Question

How do you solve `log[(x + 3)(x - 8)] + log[(x + 3)/(x - 8)] = 2`?

Answer 1

`S = -13`

Explanation:

By the rules of logarithms, `log(m) + log(n) = log(mn)`, so

`log[(x+3)(x-8)] + log[(x+3)/(x-8)] = log[((x+3)(x-8)(x+3))/(x-8)]`

We cancel the (x-8) on the numerator and the denominator

`log[(x+3)(x-8)] + log[(x+3)/(x-8)] = log[(x+3)^2]`

The problem told us that that equaled 2, so

`log[(x+3)^2] = 2`

We know that if `log_b(a) = c` then `a = b^c` so we have

`(x+3)^2 = 10^2`

We use 10 because if the log doesn't have a base, it's implicitly 10. (Also note that we couldn't have put that square to the front of the logarithm and cut it with the 2 because we'd lose a root if we did it)

Now we take the square root,

`x + 3 = +-10`

And solve these values
`x = 10 - 3 = 7`
`x = -10 - 3 = -13`

But before that, check for the values we know x can't be!
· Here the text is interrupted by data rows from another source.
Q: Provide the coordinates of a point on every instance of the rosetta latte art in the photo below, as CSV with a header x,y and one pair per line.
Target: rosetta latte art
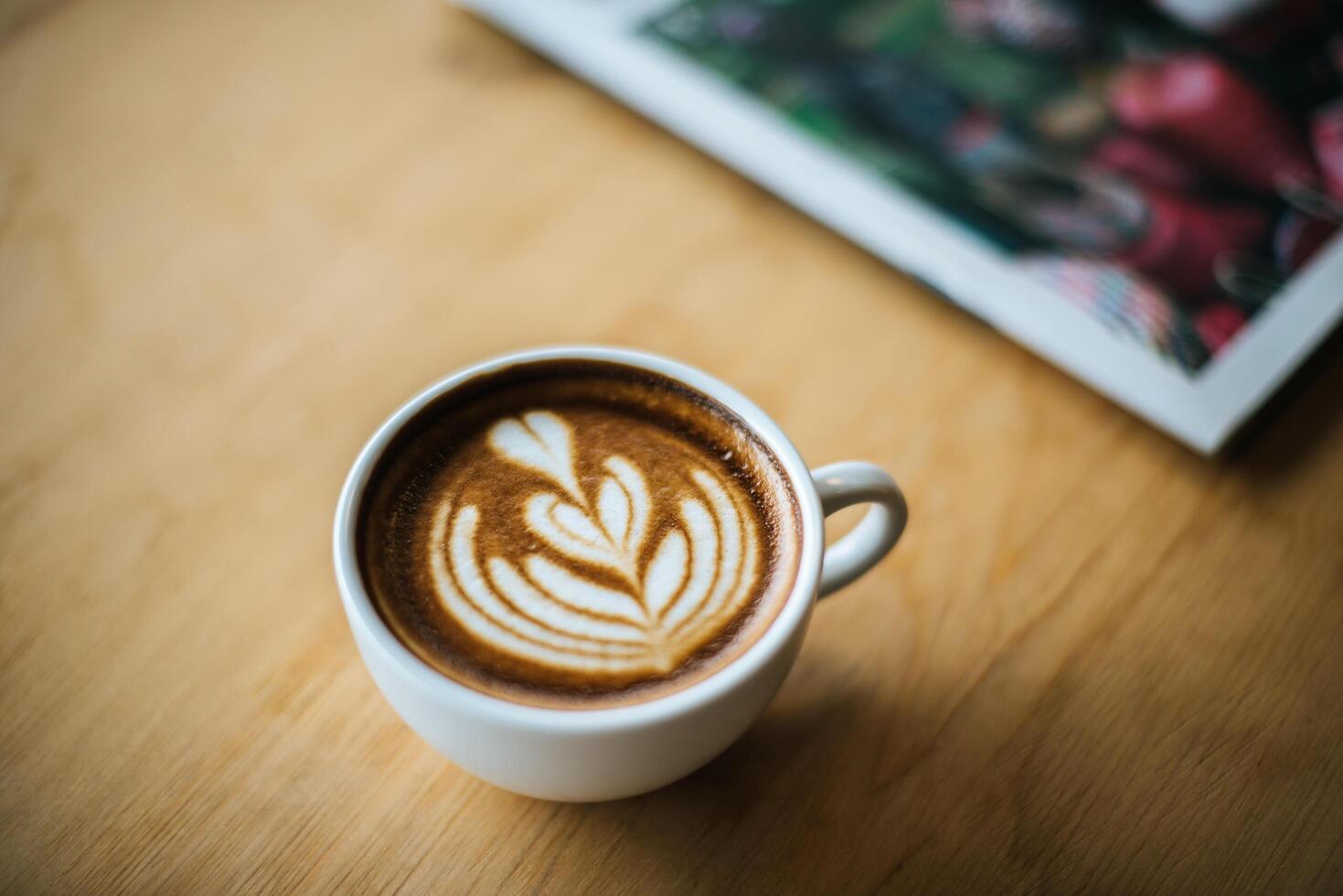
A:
x,y
645,612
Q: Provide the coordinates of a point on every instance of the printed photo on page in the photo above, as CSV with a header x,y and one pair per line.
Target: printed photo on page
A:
x,y
1147,194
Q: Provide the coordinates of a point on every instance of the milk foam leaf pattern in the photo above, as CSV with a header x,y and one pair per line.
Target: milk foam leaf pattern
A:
x,y
586,600
543,443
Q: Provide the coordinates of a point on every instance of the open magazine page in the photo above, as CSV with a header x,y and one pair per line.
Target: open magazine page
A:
x,y
1146,194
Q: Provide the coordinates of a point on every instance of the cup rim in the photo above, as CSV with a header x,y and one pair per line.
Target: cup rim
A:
x,y
791,615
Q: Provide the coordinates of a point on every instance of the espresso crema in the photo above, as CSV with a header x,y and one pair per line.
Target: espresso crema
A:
x,y
578,535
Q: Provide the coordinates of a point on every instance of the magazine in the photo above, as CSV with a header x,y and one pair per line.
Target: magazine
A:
x,y
1145,194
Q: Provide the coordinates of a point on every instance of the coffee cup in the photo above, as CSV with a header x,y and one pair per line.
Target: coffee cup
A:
x,y
607,752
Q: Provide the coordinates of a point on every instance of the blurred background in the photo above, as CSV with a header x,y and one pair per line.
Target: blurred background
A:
x,y
234,235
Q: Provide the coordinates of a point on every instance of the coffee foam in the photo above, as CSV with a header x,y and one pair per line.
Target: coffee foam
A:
x,y
578,535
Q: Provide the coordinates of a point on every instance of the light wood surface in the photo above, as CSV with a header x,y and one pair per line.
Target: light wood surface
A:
x,y
234,235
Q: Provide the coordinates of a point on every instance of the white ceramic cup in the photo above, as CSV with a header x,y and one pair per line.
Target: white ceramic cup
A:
x,y
606,753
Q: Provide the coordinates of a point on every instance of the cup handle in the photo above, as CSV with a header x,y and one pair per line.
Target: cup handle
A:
x,y
850,483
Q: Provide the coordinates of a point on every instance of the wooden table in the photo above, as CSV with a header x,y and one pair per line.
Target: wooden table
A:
x,y
234,235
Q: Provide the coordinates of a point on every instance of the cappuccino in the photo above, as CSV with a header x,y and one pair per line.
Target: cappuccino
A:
x,y
578,535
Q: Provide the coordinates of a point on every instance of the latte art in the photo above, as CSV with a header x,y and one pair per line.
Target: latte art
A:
x,y
549,609
578,535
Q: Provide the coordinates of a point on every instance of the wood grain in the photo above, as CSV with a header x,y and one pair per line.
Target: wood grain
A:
x,y
232,235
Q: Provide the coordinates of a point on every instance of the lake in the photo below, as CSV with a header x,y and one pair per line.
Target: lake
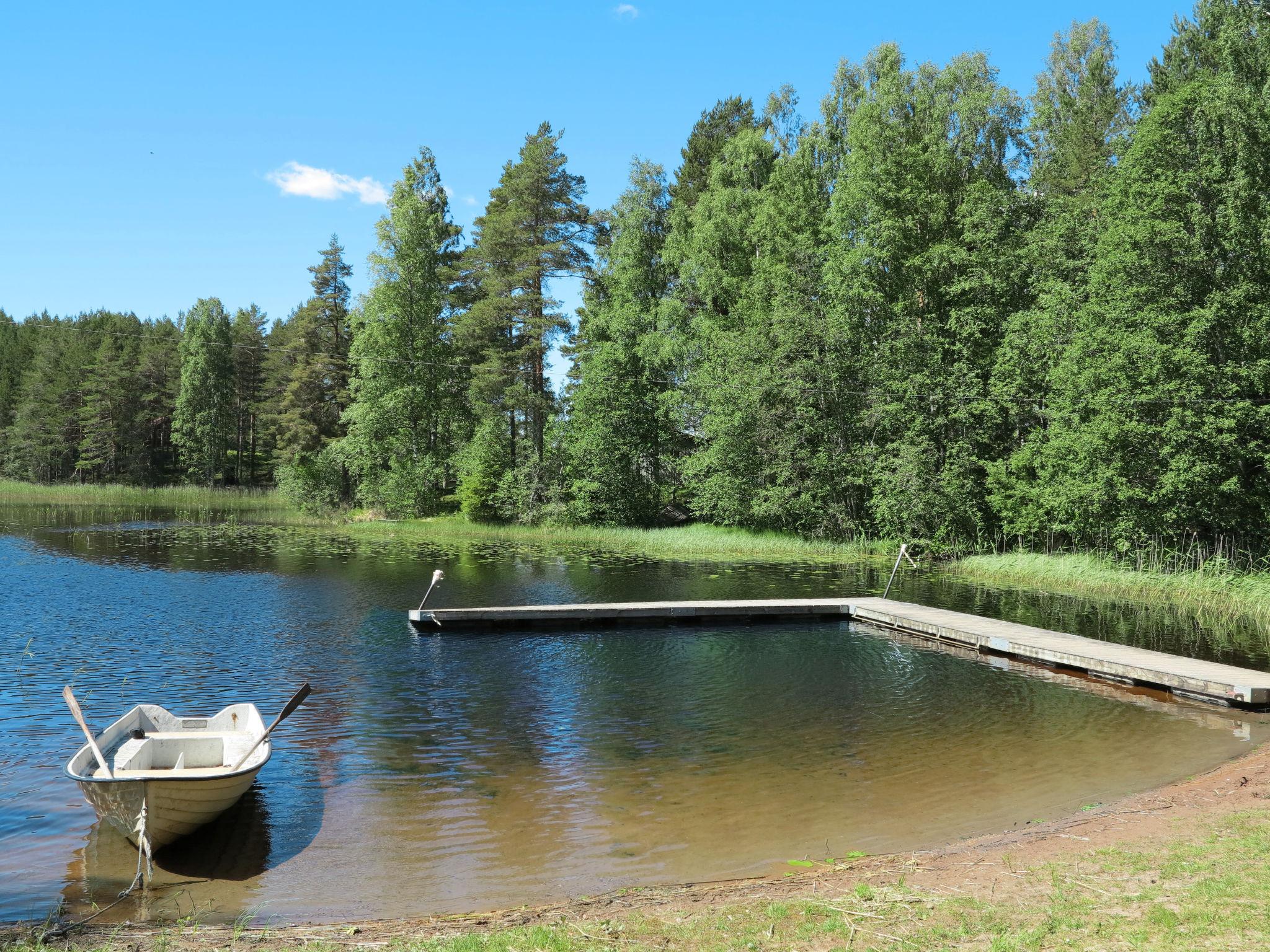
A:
x,y
455,772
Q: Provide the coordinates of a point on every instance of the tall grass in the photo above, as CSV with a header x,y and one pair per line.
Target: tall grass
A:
x,y
681,541
177,498
270,507
1215,589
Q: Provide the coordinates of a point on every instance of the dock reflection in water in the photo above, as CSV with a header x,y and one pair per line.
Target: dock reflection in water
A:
x,y
460,772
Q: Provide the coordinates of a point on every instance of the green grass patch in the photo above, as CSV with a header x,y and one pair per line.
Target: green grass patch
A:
x,y
161,498
1210,593
269,507
1204,889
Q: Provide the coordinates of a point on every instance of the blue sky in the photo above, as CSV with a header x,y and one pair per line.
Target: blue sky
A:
x,y
143,146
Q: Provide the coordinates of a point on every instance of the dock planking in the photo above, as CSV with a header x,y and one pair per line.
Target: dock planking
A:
x,y
1189,677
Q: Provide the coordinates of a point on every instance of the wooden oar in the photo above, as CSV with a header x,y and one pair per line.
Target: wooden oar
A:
x,y
296,701
79,719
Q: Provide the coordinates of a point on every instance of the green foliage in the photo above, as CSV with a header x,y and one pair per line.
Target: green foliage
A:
x,y
314,482
936,312
409,412
203,416
1157,419
535,229
316,389
621,433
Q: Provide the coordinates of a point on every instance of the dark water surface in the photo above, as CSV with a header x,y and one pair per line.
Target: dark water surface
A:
x,y
459,772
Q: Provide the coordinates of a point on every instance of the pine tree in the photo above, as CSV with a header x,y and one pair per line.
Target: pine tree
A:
x,y
1081,117
43,438
159,377
535,230
922,272
316,392
249,356
621,434
203,418
112,441
408,413
1160,414
16,350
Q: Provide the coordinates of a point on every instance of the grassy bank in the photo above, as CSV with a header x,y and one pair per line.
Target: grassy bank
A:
x,y
175,498
1206,888
269,507
1212,593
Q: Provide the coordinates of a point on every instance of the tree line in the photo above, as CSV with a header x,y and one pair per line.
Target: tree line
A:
x,y
934,310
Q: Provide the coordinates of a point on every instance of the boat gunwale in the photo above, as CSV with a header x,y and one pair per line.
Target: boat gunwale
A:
x,y
254,769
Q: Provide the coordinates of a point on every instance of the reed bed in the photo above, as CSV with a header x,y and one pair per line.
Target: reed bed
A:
x,y
175,498
269,507
673,542
1217,589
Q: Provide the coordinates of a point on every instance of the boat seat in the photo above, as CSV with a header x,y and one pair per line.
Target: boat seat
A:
x,y
167,752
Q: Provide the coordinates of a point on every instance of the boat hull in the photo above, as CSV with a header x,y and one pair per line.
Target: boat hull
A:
x,y
173,808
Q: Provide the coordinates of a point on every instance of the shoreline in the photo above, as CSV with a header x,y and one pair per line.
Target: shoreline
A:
x,y
1100,860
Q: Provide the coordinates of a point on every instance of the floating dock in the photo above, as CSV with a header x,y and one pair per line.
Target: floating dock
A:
x,y
1188,677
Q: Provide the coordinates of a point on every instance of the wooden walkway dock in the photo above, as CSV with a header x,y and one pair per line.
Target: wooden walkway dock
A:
x,y
1204,681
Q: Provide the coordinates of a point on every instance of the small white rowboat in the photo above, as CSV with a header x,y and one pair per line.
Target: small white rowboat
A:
x,y
183,771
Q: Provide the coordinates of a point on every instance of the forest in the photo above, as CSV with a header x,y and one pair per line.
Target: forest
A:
x,y
934,309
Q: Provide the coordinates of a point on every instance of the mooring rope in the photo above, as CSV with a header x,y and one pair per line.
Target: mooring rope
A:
x,y
145,870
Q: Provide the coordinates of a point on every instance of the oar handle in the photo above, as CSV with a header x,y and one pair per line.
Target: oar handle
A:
x,y
296,701
69,697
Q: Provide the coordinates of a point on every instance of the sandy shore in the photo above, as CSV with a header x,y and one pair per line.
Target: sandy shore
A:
x,y
978,868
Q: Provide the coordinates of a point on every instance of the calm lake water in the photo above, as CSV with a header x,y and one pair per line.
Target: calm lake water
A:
x,y
458,772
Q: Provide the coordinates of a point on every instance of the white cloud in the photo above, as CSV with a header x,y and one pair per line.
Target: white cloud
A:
x,y
296,179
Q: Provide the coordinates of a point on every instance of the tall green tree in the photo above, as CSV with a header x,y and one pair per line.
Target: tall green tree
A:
x,y
45,436
1160,413
408,413
621,436
316,392
249,359
112,436
203,418
159,377
16,350
534,231
922,272
1081,118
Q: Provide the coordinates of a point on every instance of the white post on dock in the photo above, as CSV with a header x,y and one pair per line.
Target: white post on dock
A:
x,y
904,553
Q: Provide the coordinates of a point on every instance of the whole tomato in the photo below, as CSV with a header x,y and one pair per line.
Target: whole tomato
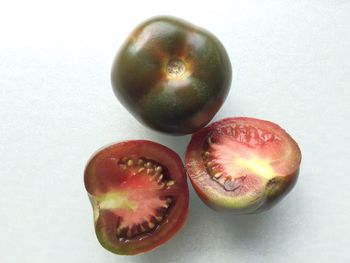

Logarithms can't take null or negative arguments so we know `x != 3 and x!=8`

We know that `x-3` and `x-8` can only be negative if the other is negative too. so we study the signs

------(-3)++++++++++++ `(x-3)`
----------------------(+8)++ `(x-8)`

++++0---------------0+++ `(x-3)(x-8) or (x-3)/(x-8)`

We know we can't take values that are 0 or negative, so `x > 8 or x < -3` which means there's only one possible root, -13.